Victoria’s large energy users have been included in the Victorian Energy Efficiency Target (VEET) on an opt-in basis – meaning those which have worthwhile energy efficiency opportunities will be able to join the scheme.
The scheme requires energy retailers to achieve emissions reduction targets by helping energy users improve their efficiency and has recently expanded to support a range of energy-saving activities relevant to industry.
These include a methodology where a business can design an efficiency project tailored to its own circumstances and be credited on the basis of an engineering assessment of project savings.
The expansion is said to make the VEET relevant to many more businesses.
“While the VEET has overall benefits, which companies should be conscious of, supporting efficiency projects also has costs which energy retailers pass through to their customers,” saidTim Piper, Victoria’s brand head at the Australian Industry (Ai) Group.
“For years, Ai Group has strongly argued the case that industry should bear the costs only where it can share in the benefits.

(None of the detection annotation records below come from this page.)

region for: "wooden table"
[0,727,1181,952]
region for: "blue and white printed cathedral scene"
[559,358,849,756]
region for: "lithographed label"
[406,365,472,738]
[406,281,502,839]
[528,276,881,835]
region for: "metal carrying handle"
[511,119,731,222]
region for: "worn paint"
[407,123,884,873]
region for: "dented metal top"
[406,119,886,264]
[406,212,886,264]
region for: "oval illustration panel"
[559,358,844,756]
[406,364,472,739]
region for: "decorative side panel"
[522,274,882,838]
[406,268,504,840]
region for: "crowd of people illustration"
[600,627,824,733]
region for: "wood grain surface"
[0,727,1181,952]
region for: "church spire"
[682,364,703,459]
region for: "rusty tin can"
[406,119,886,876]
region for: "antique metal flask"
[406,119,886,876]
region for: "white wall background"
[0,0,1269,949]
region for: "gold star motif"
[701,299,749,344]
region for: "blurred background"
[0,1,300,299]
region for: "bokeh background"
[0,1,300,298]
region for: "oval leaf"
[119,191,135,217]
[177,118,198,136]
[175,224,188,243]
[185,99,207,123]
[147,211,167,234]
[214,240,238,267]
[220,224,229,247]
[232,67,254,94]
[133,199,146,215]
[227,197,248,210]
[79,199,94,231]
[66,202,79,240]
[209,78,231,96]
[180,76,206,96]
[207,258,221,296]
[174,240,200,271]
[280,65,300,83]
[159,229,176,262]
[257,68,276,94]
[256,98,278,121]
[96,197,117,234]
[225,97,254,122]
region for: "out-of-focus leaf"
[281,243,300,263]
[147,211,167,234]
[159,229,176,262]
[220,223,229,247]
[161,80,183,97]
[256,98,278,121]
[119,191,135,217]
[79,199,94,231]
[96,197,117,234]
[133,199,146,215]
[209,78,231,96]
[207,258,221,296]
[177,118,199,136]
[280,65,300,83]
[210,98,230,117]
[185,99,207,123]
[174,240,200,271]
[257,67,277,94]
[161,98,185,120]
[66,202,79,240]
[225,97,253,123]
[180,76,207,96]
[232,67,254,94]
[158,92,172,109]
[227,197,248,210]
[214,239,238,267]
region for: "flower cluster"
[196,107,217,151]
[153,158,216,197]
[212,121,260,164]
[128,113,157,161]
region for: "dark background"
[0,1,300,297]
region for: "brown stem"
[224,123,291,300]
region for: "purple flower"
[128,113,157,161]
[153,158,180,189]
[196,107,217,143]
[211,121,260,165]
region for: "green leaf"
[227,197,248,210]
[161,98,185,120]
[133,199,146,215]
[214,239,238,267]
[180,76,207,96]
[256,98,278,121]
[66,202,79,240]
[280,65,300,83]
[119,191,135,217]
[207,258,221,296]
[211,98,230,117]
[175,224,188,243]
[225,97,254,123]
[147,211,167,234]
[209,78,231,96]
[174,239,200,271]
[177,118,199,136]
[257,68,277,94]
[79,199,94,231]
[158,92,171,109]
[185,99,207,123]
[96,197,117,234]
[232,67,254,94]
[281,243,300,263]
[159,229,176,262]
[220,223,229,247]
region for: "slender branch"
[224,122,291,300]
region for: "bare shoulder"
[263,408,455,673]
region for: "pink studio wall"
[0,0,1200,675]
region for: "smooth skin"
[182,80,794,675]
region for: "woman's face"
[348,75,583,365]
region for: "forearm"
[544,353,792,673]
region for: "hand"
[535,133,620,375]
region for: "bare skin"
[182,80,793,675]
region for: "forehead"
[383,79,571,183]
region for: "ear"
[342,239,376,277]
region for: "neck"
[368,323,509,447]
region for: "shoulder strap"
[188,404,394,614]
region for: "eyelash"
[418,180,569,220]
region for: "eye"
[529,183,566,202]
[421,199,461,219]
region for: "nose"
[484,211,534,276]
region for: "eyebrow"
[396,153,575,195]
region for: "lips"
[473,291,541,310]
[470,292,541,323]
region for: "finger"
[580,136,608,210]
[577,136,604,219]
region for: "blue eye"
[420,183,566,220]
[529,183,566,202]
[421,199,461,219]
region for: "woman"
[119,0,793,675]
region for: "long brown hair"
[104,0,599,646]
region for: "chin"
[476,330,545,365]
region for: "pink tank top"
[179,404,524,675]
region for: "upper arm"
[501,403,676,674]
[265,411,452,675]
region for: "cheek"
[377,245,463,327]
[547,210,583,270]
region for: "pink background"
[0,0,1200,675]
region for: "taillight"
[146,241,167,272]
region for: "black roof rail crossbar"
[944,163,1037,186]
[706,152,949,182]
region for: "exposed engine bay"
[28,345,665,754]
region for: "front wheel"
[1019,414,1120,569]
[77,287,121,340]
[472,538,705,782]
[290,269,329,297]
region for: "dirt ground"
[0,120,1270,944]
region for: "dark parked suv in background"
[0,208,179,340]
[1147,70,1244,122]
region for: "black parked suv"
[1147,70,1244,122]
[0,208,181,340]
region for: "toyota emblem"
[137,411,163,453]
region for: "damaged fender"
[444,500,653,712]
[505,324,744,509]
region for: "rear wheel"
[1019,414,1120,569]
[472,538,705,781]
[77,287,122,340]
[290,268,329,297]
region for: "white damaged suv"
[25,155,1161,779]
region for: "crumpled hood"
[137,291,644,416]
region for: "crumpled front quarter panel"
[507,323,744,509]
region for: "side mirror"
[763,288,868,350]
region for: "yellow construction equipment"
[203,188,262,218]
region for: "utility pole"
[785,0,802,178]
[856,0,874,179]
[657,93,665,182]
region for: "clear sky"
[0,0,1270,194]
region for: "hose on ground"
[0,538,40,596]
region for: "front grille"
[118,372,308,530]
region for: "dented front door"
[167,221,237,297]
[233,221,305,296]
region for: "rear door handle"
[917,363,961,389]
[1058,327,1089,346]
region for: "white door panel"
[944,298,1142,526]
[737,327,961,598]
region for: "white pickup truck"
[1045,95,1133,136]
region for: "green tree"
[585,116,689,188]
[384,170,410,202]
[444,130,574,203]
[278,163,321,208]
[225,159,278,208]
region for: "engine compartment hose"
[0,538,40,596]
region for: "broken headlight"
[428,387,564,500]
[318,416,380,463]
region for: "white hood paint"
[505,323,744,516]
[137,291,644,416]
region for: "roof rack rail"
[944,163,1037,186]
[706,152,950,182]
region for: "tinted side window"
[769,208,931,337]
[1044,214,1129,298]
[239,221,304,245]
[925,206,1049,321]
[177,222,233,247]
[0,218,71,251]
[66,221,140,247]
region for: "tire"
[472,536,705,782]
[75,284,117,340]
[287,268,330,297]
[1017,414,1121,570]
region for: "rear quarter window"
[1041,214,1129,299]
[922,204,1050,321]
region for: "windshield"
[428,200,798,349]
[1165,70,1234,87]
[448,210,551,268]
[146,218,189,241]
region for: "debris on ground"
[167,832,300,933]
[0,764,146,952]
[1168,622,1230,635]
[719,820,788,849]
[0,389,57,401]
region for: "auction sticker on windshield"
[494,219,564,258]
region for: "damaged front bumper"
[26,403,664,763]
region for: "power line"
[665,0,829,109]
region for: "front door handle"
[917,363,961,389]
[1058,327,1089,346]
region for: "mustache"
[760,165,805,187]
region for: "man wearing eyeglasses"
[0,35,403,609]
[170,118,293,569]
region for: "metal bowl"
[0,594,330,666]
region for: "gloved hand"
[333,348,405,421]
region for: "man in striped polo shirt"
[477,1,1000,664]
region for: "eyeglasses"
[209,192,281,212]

We have also provided considerable analysis and advice to underpin a practical way forward and offer the best advice to Government.”
From August, sites that use more than 100 terajoules of energy or more each year will be exempt from the costs of the VEET unless they choose to opt in.
If they do so, they will be allowed to receive VEET support for their efficiency projects, but will also be required to share in the costs of the scheme.
“With electricity and gas prices at painfully high levels, there has never been a better time to use energy more productively,” Piper added.